Chuck Palahniuk is an author known for many things, but "dull" is not a frequently whipped-out descriptor. With Damned, his newest, he flirts with the adjective. On paper, the novel has a firecracker premise—13-year-old Madison ends up in the cellblocks of Hell after overdosing on pot. Yep, death by weed. Even with the clunky inclusion of a cast of characters straight out of The Breakfast Club as her No Exit partners, Damned has the makings of comedy genius. But it fizzles fast into a steaming puddle of humorless tedium.

Madison and her newfound friends (the jock, the brain, the criminal, and the princess) escape their prison to explore Hell's colorful topography—it's like Candyland, but with way more greasy dandruff and aborted fetuses. And because this is a Palahniuk novel (his 12th, in fact), there's a gross sendup of Guilliver's Travels in which the criminal kid's decapitated head eats out a Brobdingnag-esque giantess (the kid's puny tongue pleasures a clitoris the size of a Virginia ham). The whiny Madison is desperate to recall the details of her own death, an event she remembers little about except for watching her father and famous movie actress mother dole out Academy Awards on TV.

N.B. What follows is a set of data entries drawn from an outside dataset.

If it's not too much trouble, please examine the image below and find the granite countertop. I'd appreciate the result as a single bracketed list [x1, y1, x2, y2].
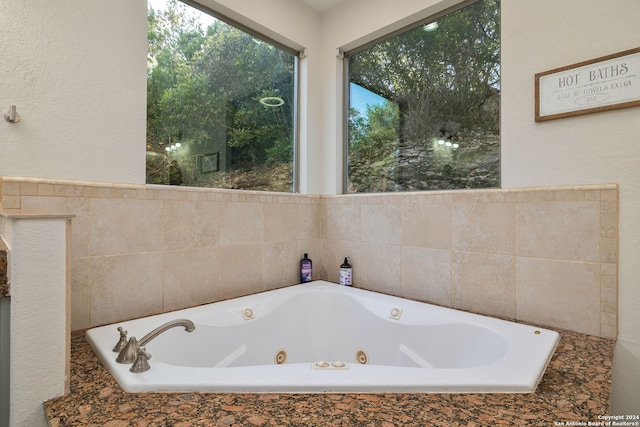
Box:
[44, 331, 615, 427]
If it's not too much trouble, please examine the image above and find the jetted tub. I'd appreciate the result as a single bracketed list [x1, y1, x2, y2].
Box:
[86, 281, 559, 393]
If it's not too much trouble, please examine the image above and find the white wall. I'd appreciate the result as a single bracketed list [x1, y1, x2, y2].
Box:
[0, 0, 147, 183]
[0, 0, 640, 413]
[501, 0, 640, 414]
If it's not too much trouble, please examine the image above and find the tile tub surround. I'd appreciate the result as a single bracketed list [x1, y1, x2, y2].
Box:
[44, 331, 614, 427]
[0, 177, 619, 338]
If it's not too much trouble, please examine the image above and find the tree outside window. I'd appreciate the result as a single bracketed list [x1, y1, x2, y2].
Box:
[346, 0, 500, 192]
[147, 0, 296, 192]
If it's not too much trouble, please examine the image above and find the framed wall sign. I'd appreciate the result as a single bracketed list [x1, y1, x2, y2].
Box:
[535, 48, 640, 122]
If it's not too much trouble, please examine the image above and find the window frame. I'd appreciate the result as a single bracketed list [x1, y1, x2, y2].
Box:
[150, 0, 306, 194]
[337, 0, 502, 195]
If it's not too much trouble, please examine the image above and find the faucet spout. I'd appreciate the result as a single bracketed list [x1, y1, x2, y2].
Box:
[116, 319, 196, 363]
[138, 319, 196, 347]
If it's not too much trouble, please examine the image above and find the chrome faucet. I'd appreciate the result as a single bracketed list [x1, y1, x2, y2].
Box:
[113, 319, 196, 372]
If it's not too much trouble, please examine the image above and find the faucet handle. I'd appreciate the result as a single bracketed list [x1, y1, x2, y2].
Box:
[129, 347, 151, 374]
[113, 326, 127, 353]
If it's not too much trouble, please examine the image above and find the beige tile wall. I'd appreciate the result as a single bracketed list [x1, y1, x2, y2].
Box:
[321, 185, 618, 338]
[0, 178, 618, 338]
[0, 178, 323, 330]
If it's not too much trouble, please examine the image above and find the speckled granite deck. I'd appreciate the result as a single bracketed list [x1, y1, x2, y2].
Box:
[44, 331, 614, 427]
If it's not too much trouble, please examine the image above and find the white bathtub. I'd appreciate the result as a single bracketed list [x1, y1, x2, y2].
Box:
[86, 281, 559, 393]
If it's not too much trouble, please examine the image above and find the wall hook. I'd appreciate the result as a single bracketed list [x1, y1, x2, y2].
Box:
[4, 105, 20, 123]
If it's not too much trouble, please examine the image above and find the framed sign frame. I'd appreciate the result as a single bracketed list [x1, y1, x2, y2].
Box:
[535, 47, 640, 122]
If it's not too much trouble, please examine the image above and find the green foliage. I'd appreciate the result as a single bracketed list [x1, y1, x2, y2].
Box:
[348, 0, 500, 191]
[147, 0, 295, 189]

What Damned lacks in conventional plot focus—darting from place to place in Hell—it makes up for in steadfast sameness. It has the monotonous tone of a soap opera, yakking away about supposedly salacious goings-on that ring false. With growing tediousness, each chapter starts with a Judy Blume homage. "Are you there, Satan? It's me, Madison." Then a never-ending stream of supposed teen-speak springs forth from Madison: "Yeah, I know the word construct. Put yourself in my penny loafers: I'm locked in a barred cell in Hell, 13 years old and doomed to be 13 forever, but I'm not totally self-aware." I hope no one recommends whip-smart author Christopher Moore's back catalog to Palahniuk—how red-faced Chuck would be if he read the funny-as-get-out wisecracks of teenager Abby Normal.

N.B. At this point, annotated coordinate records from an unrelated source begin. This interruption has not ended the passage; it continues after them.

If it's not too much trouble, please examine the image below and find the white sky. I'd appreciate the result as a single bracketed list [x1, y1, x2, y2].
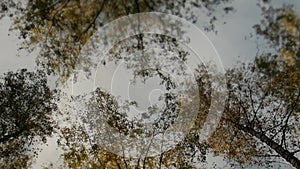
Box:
[0, 0, 300, 168]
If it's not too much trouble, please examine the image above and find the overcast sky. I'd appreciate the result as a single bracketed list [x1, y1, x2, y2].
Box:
[0, 0, 300, 168]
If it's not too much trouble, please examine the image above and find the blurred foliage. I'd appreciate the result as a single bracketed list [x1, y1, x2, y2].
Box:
[0, 0, 233, 82]
[0, 69, 57, 168]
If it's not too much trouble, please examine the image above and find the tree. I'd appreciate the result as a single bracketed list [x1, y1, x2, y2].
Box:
[0, 69, 57, 168]
[0, 0, 233, 82]
[211, 4, 300, 168]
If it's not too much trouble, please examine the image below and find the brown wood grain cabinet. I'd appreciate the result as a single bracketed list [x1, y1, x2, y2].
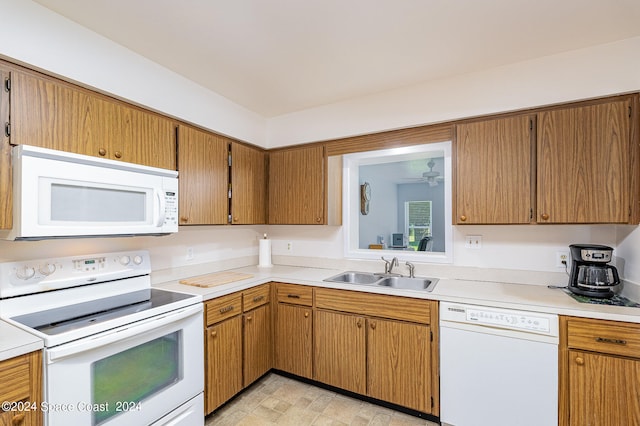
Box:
[274, 283, 313, 379]
[230, 142, 267, 225]
[559, 317, 640, 426]
[537, 97, 638, 223]
[11, 71, 176, 170]
[268, 145, 327, 225]
[178, 125, 229, 225]
[455, 115, 535, 224]
[313, 288, 439, 415]
[205, 284, 273, 413]
[0, 64, 13, 229]
[0, 351, 42, 426]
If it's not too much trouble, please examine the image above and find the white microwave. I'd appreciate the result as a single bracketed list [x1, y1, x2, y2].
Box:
[7, 145, 178, 240]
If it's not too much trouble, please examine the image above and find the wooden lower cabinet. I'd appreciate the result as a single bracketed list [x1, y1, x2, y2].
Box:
[559, 317, 640, 426]
[313, 309, 367, 395]
[275, 303, 313, 379]
[242, 304, 273, 387]
[205, 315, 242, 413]
[313, 288, 439, 415]
[0, 351, 42, 426]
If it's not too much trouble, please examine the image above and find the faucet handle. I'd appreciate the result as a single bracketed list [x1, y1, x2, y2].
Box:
[405, 262, 416, 278]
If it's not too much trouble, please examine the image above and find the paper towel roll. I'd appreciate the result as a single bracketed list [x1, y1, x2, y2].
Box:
[258, 239, 273, 268]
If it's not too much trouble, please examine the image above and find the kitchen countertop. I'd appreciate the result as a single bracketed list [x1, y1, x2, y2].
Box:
[0, 321, 44, 361]
[154, 265, 640, 323]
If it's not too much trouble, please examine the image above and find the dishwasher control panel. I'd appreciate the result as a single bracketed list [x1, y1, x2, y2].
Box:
[466, 309, 551, 333]
[440, 302, 559, 337]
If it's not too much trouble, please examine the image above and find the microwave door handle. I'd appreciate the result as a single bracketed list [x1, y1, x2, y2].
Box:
[153, 189, 166, 228]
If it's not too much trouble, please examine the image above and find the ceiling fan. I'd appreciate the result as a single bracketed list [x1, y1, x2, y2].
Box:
[404, 158, 444, 186]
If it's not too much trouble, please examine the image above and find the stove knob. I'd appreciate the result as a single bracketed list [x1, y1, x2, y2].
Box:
[16, 265, 36, 280]
[38, 263, 56, 276]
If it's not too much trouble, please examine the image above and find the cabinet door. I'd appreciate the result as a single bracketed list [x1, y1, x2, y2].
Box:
[11, 71, 176, 170]
[456, 115, 534, 224]
[275, 303, 313, 379]
[269, 145, 326, 225]
[568, 350, 640, 426]
[367, 319, 432, 413]
[0, 68, 13, 229]
[231, 142, 267, 225]
[178, 126, 229, 225]
[243, 304, 273, 387]
[313, 310, 367, 395]
[537, 100, 631, 223]
[205, 315, 242, 413]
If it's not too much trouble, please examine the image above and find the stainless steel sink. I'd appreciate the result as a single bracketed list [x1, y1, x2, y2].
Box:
[377, 277, 438, 291]
[324, 271, 438, 291]
[325, 271, 382, 284]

Palahniuk's Hell is chockfull of rote set pieces—like Hades as a bureaucratic morass filled with sinners who must serve out eternity as telemarketers. Damned is indeed hellish, but it's so full of attempts at skeeviness and patronizing screeds about the evils of our plastic culture, I think it might shockingly be more fun to go to squeaky-clean Heaven than remain here.